REVIEW / THEATRE
KC Arts Centre - Home of SRT / Sept 20
Rarely does a performer give a great show while singing badly.
But this was true of Florence Foster Jenkins, a wealthy American socialite whose tone-deaf singing won a fan following in the early to mid-20th century, and repeated by British actress Leigh McDonald, who plays Jenkins in Souvenir.
Flamboyant costumes helped both women of course, as did determined playing from an accompanist (Hossan Leong, in his role as Jenkins' long-suffering musical partner Cosme McMoon, lets the piano sing for a change, ).
However, the main reason behind Jenkins' success was her bulletproof self-confidence and touching devotion to the music she mauled on stage. McDonald shows us that Jenkins, perfectly embodying the tone-deaf singer who was also deaf to the reason why her private recitals were always sold out and hundreds had to be turned away from her only public recital, at Carnegie Hall.
She absolutely believed in the beauty of her voice. If listeners were stuffing handkerchiefs into their mouths, they must be stifling cries of joy.

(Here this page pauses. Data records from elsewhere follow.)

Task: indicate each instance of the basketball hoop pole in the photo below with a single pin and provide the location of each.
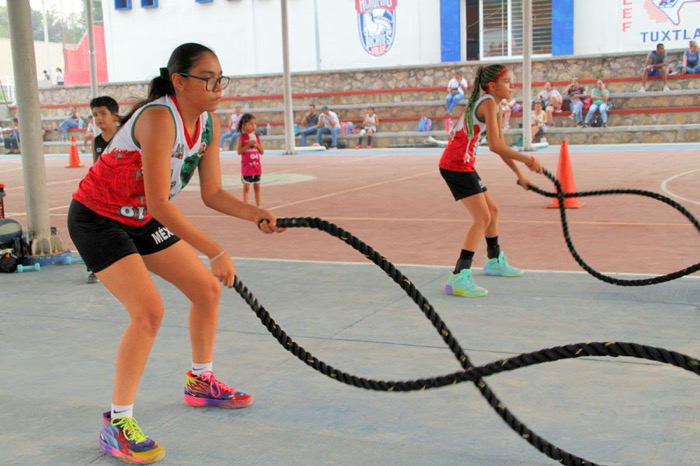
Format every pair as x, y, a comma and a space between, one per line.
289, 148
527, 75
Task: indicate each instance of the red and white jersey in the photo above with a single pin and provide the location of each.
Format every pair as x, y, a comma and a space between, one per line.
114, 185
460, 153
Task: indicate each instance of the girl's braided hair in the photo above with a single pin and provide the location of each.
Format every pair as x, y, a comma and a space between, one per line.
484, 76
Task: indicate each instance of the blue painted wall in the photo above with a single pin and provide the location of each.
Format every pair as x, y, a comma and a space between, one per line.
450, 33
562, 27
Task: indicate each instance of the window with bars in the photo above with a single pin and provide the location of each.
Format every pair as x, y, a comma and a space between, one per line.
502, 28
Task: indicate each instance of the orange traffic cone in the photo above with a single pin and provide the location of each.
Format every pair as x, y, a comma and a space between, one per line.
566, 177
74, 156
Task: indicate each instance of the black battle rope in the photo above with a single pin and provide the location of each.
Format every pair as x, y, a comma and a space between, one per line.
470, 373
560, 195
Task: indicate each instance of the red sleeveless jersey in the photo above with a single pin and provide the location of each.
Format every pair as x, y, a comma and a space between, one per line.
460, 153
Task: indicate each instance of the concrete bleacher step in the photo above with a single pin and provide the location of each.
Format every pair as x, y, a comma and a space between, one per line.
666, 133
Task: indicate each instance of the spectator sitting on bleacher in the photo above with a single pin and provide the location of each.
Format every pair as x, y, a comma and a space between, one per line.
576, 93
539, 118
69, 123
232, 129
369, 127
89, 133
455, 92
11, 140
655, 66
690, 60
310, 121
599, 101
328, 122
552, 102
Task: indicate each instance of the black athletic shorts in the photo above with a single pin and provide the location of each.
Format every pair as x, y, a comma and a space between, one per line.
102, 241
250, 179
463, 184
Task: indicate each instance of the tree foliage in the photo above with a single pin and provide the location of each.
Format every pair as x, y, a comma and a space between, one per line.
67, 28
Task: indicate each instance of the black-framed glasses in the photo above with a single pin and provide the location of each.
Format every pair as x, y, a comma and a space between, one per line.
211, 83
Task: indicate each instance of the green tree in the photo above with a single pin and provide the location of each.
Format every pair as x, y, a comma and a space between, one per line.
69, 29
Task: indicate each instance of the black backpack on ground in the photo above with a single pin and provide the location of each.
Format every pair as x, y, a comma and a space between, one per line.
13, 249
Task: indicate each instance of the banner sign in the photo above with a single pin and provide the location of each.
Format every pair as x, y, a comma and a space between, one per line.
645, 23
376, 20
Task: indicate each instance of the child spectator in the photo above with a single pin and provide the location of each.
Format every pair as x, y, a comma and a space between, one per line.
455, 92
11, 140
328, 123
72, 121
575, 92
690, 60
250, 149
552, 101
232, 129
89, 133
655, 66
599, 102
310, 121
105, 114
369, 127
105, 111
538, 120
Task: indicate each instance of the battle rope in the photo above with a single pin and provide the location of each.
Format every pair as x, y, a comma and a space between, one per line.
560, 195
470, 373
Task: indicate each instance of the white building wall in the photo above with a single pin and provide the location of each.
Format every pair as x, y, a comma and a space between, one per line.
246, 35
611, 26
55, 57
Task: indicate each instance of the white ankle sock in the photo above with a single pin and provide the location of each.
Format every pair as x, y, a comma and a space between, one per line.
122, 411
199, 367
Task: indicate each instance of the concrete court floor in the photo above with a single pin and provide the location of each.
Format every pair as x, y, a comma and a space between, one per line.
59, 337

If people were rushing for the door mid-concert, it was because they could not bear the brilliance of her performance. They were surely carried away by the exquisite notes Jenkins heard in her head but always failed to actually hit.

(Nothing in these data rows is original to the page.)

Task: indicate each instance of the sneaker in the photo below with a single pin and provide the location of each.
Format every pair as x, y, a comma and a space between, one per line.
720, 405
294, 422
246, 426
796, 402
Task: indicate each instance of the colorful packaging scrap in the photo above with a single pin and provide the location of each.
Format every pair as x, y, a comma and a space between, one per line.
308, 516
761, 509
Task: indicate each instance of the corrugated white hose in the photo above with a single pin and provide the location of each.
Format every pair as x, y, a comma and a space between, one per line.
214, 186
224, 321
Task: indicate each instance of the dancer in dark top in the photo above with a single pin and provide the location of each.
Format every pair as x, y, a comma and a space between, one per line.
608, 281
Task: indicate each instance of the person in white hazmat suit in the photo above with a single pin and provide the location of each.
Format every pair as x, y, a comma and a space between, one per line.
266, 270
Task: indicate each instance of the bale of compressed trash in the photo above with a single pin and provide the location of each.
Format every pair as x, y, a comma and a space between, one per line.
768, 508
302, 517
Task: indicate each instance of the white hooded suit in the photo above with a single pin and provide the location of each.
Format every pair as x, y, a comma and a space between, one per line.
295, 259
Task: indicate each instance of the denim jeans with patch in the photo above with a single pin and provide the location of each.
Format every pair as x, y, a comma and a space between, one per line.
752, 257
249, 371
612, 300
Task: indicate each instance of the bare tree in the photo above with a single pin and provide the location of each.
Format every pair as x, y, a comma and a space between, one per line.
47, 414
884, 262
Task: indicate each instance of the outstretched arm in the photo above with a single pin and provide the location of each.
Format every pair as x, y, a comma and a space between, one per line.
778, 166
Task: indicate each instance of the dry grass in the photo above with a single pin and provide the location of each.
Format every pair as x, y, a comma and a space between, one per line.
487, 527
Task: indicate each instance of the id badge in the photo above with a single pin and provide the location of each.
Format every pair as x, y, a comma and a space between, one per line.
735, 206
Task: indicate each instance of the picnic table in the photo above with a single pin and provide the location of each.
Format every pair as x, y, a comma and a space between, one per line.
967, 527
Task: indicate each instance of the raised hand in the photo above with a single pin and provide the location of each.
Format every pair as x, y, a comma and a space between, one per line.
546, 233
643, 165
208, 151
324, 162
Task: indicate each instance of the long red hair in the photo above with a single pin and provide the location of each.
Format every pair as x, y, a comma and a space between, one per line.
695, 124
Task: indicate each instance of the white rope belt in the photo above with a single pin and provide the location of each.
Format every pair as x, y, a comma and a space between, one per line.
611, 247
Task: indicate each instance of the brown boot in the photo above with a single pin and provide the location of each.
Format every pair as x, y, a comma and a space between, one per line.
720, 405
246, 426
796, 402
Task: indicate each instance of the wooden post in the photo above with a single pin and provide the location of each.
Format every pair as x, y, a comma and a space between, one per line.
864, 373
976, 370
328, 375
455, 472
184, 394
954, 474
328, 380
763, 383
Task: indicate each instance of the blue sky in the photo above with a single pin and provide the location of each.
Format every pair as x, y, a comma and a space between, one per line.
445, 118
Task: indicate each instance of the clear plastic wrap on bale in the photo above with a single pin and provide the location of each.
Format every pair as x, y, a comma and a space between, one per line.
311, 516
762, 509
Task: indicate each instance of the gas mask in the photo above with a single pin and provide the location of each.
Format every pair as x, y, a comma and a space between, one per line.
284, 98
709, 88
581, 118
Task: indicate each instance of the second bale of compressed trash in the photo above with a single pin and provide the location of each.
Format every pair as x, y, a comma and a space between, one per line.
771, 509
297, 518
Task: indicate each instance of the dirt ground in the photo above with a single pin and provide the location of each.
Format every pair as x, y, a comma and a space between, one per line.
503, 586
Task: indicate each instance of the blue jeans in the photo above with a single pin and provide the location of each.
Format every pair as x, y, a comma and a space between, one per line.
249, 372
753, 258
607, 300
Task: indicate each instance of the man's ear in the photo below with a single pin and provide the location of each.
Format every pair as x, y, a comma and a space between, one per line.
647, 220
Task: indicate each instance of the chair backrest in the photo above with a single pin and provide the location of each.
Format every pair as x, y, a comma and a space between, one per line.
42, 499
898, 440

And of course friends like McMoon kept up the illusion. One of the most memorable moments in Souvenir comes as McMoon convinces Jenkins that the Carnegie Hall audience was not laughing at her but in appreciation of her talent.
Souvenir, directed by Samantha Scott-Blackhall hits many right notes, with a few minor flats, such as Leong's sporadic American accent and blocking that confines him to a corner with the piano for most of the show.
BOOK IT / SOUVENIR
WHERE: KC Arts Centre - Home of SRT, 20 Merbau Road
WHEN: Until Sept 29; Tuesday to Friday, 8pm; Saturday, 4 and 8pm; Sunday, 4pm
ADMISSION: $45 to $59 from Sistic
A musical about a singer who cannot sing may seem an odd choice for Sing'theatre, an arts group known for technically perfect and moving productions such as A Singaporean In Paris (also starring Leong and McDonald who both hit all the right notes). However, it is an excellent choice for an arts group devoted to music.
Jenkins was an amateur in the truest sense, performing because she loved the works of Verdi and Mozart. One does not laugh, but writhes in pain while hearing her sing Mozart's fiendishly difficult Queen Of The Night aria. Recordings survive on YouTube and are played during Souvenir, but one is also jealous of how jaunty and self-possessed her voice is.
McDonald does not attempt the aria on stage, conscious like most people are of the gap between ambition and current ability. Jenkins was unable to perceive that gap in herself. It was a tragedy for us but a lifelong triumph for her.